FLEMINGTON, NJ – The way Betsy Driver sees it, her victory in the Flemington Borough Council race marks a first for a U.S. election.
Driver, a Democrat, won the election along with independent Michael Harris. Both are newcomers who unseated two incumbent candidates. Although it was a crowded race, many in the borough think Driver won more votes than any other Flemington Borough candidate ever.
But Driver notes her election contains a “footnote.” She believes her victory makes her “only the second person in the world who is open about [his or her] intersex status to be elected to public office.”
The other is her friend Tony Briffa. Briffa is a former mayor and deputy mayor of Hobsons Bay, a city in Victoria, Australia.
The concept of intersex individuals confuses many, according to Driver, who has made it her mission to advocate for intersex persons and to educate the public about them.
“My intersex advocacy is something I am very proud of,” Driver said. “Whenever possible, I enjoy educating people about what it is—a congenital difference in sex characteristics.”
What intersex is not, Driver said, is transgender, hermaphrodite or a gender issue.
Intersex refers to people born with variations of sex characteristics that differ from what medicine considers standard male or female. It may be obvious at birth, or it may not be outwardly apparent.
Driver’s advocacy is rooted in her life story.
“When I was born, the doctors who delivered me were unable to clearly tell my mom and dad whether I was male or female,” she said. “After a couple days, they found a uterus and ovaries.”
A test determined that Driver's chromosomes were standard female, or XX.
“From that moment forward, my body was medicalized and surgically altered without my consent,” Driver said.
It was done to make her “conform to what the doctors felt a female body should look like.” It started when she was only eight months old.
The interventions continued until her mid-to-late teens. The surgeries and hormonal treatments were intended to help her body look and behave more female, “even though [she] always knew [her] gender was female,” she said.
Driver suspects some of the hormone treatments given to her as a teen were partly responsible for the breast and ovarian cancers she would be diagnosed with decades later.
During her childhood, Driver said both of her parents and she were told there were no other children with a body like hers. She knows now that was not true.

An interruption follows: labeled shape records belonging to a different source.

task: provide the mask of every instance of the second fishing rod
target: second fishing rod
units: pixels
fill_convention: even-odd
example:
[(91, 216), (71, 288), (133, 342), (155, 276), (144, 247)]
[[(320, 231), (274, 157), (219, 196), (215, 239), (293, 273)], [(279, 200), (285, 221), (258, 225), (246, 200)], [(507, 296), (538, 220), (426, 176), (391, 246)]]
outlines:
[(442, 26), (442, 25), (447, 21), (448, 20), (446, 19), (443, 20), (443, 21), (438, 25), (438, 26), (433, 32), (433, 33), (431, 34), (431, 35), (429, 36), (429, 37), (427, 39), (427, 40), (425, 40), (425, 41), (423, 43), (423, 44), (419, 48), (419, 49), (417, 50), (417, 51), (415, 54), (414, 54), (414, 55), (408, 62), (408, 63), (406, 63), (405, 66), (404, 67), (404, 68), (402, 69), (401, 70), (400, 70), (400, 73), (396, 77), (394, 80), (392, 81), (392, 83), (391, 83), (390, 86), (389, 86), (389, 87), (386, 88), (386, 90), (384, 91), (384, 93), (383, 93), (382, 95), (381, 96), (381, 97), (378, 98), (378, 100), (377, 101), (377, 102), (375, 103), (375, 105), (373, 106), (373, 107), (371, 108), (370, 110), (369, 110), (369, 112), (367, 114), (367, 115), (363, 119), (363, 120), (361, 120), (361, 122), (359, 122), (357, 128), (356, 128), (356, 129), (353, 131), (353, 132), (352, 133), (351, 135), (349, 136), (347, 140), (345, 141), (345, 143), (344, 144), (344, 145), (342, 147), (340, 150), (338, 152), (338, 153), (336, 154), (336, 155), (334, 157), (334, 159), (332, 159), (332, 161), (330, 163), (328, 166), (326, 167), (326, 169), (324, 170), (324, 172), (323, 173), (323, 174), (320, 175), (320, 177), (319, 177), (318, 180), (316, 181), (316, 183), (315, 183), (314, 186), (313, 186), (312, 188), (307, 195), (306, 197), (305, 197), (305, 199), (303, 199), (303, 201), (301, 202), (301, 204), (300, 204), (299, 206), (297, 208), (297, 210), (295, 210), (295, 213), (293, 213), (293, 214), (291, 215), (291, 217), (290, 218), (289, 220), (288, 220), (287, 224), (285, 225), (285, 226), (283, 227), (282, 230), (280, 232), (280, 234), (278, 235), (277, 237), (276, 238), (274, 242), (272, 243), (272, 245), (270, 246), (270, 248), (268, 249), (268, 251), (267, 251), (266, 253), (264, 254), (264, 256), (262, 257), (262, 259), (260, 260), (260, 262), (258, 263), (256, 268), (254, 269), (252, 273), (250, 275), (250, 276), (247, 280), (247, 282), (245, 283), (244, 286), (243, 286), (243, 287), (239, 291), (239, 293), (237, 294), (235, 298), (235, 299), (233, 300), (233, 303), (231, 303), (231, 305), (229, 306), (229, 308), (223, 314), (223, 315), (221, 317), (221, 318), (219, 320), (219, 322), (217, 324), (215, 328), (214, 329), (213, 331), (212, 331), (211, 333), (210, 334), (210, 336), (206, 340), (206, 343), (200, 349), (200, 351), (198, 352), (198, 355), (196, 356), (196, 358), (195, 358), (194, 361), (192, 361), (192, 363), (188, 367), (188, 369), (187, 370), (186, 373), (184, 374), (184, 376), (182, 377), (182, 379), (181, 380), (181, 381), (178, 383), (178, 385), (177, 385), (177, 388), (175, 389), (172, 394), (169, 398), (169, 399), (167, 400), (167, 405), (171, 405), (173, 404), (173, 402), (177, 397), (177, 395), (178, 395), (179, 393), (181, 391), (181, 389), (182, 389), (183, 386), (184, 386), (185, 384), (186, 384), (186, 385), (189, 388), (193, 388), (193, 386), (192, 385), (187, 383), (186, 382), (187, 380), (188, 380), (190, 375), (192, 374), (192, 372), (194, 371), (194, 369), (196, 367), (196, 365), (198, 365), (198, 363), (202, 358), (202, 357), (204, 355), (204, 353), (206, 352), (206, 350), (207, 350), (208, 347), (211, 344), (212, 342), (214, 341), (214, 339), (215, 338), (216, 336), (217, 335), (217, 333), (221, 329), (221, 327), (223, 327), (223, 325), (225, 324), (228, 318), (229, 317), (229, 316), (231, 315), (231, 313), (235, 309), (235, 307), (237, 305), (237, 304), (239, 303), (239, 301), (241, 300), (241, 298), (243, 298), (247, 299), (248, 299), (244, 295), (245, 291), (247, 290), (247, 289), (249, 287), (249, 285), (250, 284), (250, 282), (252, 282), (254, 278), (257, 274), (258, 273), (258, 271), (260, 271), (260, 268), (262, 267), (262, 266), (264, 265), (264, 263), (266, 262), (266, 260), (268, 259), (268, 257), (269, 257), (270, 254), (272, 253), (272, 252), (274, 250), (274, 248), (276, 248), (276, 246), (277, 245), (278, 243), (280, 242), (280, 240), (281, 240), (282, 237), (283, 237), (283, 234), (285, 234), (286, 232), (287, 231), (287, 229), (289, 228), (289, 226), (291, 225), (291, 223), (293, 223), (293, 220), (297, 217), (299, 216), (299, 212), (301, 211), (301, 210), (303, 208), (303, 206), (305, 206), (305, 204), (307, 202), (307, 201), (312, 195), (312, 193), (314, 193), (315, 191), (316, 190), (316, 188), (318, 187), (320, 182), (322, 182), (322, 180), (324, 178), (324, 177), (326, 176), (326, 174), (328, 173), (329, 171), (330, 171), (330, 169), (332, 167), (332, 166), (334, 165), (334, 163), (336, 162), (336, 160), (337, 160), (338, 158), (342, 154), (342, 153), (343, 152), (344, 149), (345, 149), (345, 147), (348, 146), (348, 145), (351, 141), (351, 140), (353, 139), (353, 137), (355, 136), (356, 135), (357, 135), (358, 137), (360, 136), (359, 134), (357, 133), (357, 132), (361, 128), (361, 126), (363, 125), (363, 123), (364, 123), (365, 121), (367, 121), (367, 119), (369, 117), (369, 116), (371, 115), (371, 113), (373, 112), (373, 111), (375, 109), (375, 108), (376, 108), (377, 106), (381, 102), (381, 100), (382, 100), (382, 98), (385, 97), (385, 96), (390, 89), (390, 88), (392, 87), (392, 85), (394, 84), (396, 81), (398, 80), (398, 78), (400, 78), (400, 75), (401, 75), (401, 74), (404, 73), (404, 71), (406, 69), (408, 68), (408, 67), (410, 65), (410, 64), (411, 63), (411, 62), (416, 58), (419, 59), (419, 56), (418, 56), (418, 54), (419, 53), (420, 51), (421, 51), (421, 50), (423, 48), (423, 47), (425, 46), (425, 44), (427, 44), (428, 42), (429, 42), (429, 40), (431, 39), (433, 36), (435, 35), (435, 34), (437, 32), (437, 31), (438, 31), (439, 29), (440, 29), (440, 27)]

In 2001, shortly after discovering the truth about what was done to her body in childhood, Driver co-founded the world’s first online peer support organization for people born with intersex variations.
“Bodies Like Ours was truly ground-breaking,” Driver said. “People throughout the world discovered they were not alone despite a lifetime of being told otherwise.”

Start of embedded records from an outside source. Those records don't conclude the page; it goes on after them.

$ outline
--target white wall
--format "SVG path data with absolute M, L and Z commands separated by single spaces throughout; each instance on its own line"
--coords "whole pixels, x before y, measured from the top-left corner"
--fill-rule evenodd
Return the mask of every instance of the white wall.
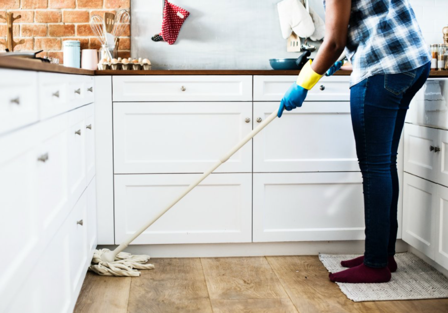
M 169 0 L 190 12 L 174 45 L 151 40 L 160 32 L 163 0 L 132 0 L 133 57 L 153 69 L 270 69 L 286 52 L 279 22 L 280 0 Z M 322 0 L 310 0 L 323 15 Z
M 171 0 L 190 11 L 174 45 L 154 42 L 163 0 L 132 0 L 133 57 L 148 57 L 153 69 L 270 69 L 269 59 L 287 52 L 277 3 L 280 0 Z M 410 0 L 429 45 L 443 42 L 448 0 Z M 310 0 L 323 16 L 321 0 Z M 428 46 L 429 49 L 429 46 Z

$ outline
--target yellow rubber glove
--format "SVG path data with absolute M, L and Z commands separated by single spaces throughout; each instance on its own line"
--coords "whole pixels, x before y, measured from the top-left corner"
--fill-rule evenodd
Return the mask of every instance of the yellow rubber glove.
M 313 88 L 323 75 L 317 74 L 311 68 L 311 60 L 307 62 L 299 74 L 297 80 L 293 83 L 280 102 L 277 116 L 282 117 L 283 110 L 290 111 L 297 107 L 301 107 L 306 97 L 308 90 Z

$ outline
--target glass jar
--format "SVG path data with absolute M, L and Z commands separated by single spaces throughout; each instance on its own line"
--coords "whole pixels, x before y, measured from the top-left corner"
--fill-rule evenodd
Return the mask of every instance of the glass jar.
M 101 45 L 98 51 L 98 60 L 116 59 L 118 57 L 118 50 L 115 45 Z
M 446 45 L 440 44 L 437 49 L 437 69 L 438 71 L 445 70 L 445 52 L 446 50 Z
M 62 44 L 64 66 L 81 67 L 81 42 L 79 40 L 66 40 Z
M 438 45 L 431 45 L 431 70 L 437 69 L 437 53 L 438 53 Z

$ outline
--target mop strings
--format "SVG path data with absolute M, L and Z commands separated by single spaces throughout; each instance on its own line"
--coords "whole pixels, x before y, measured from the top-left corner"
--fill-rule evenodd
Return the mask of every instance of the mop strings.
M 120 252 L 114 262 L 105 262 L 101 259 L 104 253 L 110 252 L 109 249 L 95 250 L 92 263 L 89 270 L 102 276 L 140 276 L 137 269 L 152 269 L 154 266 L 145 264 L 150 259 L 149 255 L 133 255 L 127 252 Z

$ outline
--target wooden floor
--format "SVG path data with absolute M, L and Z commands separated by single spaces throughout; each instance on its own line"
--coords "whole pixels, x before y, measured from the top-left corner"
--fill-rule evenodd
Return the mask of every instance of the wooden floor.
M 354 302 L 317 256 L 153 259 L 137 277 L 88 272 L 76 313 L 448 312 L 448 299 Z

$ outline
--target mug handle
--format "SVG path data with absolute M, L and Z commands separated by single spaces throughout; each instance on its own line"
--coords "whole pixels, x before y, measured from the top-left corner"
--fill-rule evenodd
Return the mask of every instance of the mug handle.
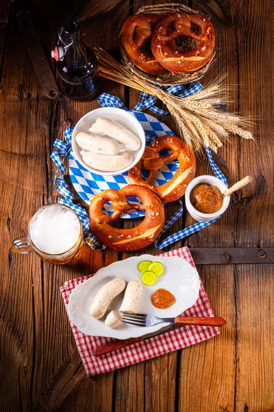
M 11 243 L 10 250 L 14 253 L 31 253 L 34 251 L 27 236 L 14 239 Z

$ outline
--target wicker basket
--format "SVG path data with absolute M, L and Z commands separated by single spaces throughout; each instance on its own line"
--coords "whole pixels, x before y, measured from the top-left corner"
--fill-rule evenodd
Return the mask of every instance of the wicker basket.
M 203 11 L 194 10 L 186 5 L 180 4 L 178 3 L 168 3 L 165 4 L 158 4 L 155 5 L 144 5 L 140 7 L 138 12 L 135 13 L 136 15 L 138 14 L 146 14 L 147 13 L 158 13 L 162 16 L 168 16 L 171 13 L 176 12 L 184 12 L 184 13 L 188 14 L 199 14 L 206 16 L 208 19 L 210 19 L 210 16 L 207 12 L 206 9 L 199 6 Z M 213 56 L 209 62 L 205 65 L 203 67 L 191 73 L 174 73 L 173 71 L 166 71 L 162 74 L 153 75 L 149 74 L 143 71 L 138 67 L 137 67 L 127 57 L 125 54 L 125 51 L 122 47 L 120 41 L 120 32 L 122 28 L 123 24 L 125 19 L 127 18 L 127 15 L 125 16 L 120 22 L 119 26 L 119 36 L 118 43 L 119 46 L 119 50 L 122 56 L 123 60 L 126 66 L 136 75 L 144 80 L 148 80 L 150 83 L 156 84 L 157 86 L 172 86 L 173 84 L 178 84 L 179 83 L 188 83 L 193 82 L 201 78 L 208 71 L 208 70 L 213 66 L 217 59 L 217 49 L 215 48 Z M 191 39 L 188 43 L 184 45 L 185 51 L 192 49 L 195 47 L 197 42 Z

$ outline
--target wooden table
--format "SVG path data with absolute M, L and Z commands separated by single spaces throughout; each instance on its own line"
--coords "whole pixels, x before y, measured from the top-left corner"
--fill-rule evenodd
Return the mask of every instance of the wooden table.
M 85 20 L 94 14 L 82 23 L 85 42 L 113 51 L 118 22 L 129 3 L 90 1 L 90 10 L 82 17 Z M 49 56 L 58 27 L 75 18 L 83 5 L 78 2 L 76 12 L 73 0 L 35 0 L 34 4 L 34 20 Z M 256 137 L 253 143 L 233 137 L 231 146 L 222 148 L 216 160 L 229 171 L 230 183 L 251 174 L 253 184 L 235 194 L 221 220 L 170 249 L 273 247 L 273 2 L 210 0 L 208 5 L 219 16 L 216 28 L 221 52 L 202 82 L 215 79 L 221 71 L 227 73 L 227 88 L 238 85 L 232 90 L 229 110 L 251 117 Z M 100 10 L 104 14 L 96 15 Z M 0 5 L 0 410 L 274 411 L 271 264 L 198 266 L 214 312 L 227 320 L 218 336 L 113 373 L 86 378 L 60 288 L 68 279 L 129 255 L 95 252 L 84 247 L 75 261 L 63 267 L 45 263 L 34 254 L 12 255 L 9 245 L 25 233 L 30 216 L 51 194 L 53 142 L 62 138 L 68 124 L 75 124 L 99 104 L 65 98 L 51 101 L 45 96 L 17 23 L 8 11 L 9 0 L 3 0 Z M 130 108 L 138 97 L 136 91 L 104 80 L 100 89 L 117 94 Z M 169 116 L 164 122 L 176 131 Z M 197 174 L 208 173 L 208 162 L 198 161 Z M 53 192 L 51 201 L 56 199 Z M 169 213 L 175 208 L 176 204 L 169 205 Z M 173 230 L 192 222 L 186 214 Z M 144 251 L 158 252 L 153 247 L 140 253 Z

A few years later, in 2003, Driver started Intersex Awareness Day “so that people could anchor education efforts around a common day.”
Since then, Intersex Awareness Day has been recognized by many governments, including the U.S. State Department. The U.N. has marked it with proclamations and informational publications.
Driver has traveled the world as she works on a book of stories and photos of people with intersex variations. Estimates of how many people are affected by differences in sex characteristics range from .2 percent up to 1.7 percent, according to Driver.
But intersex was not part of Driver’s campaign platform; she ran as a conventional candidate.
“The people have spoken,” Driver said. “I think a mandate regarding the future of downtown Flemington has been issued by the residents.”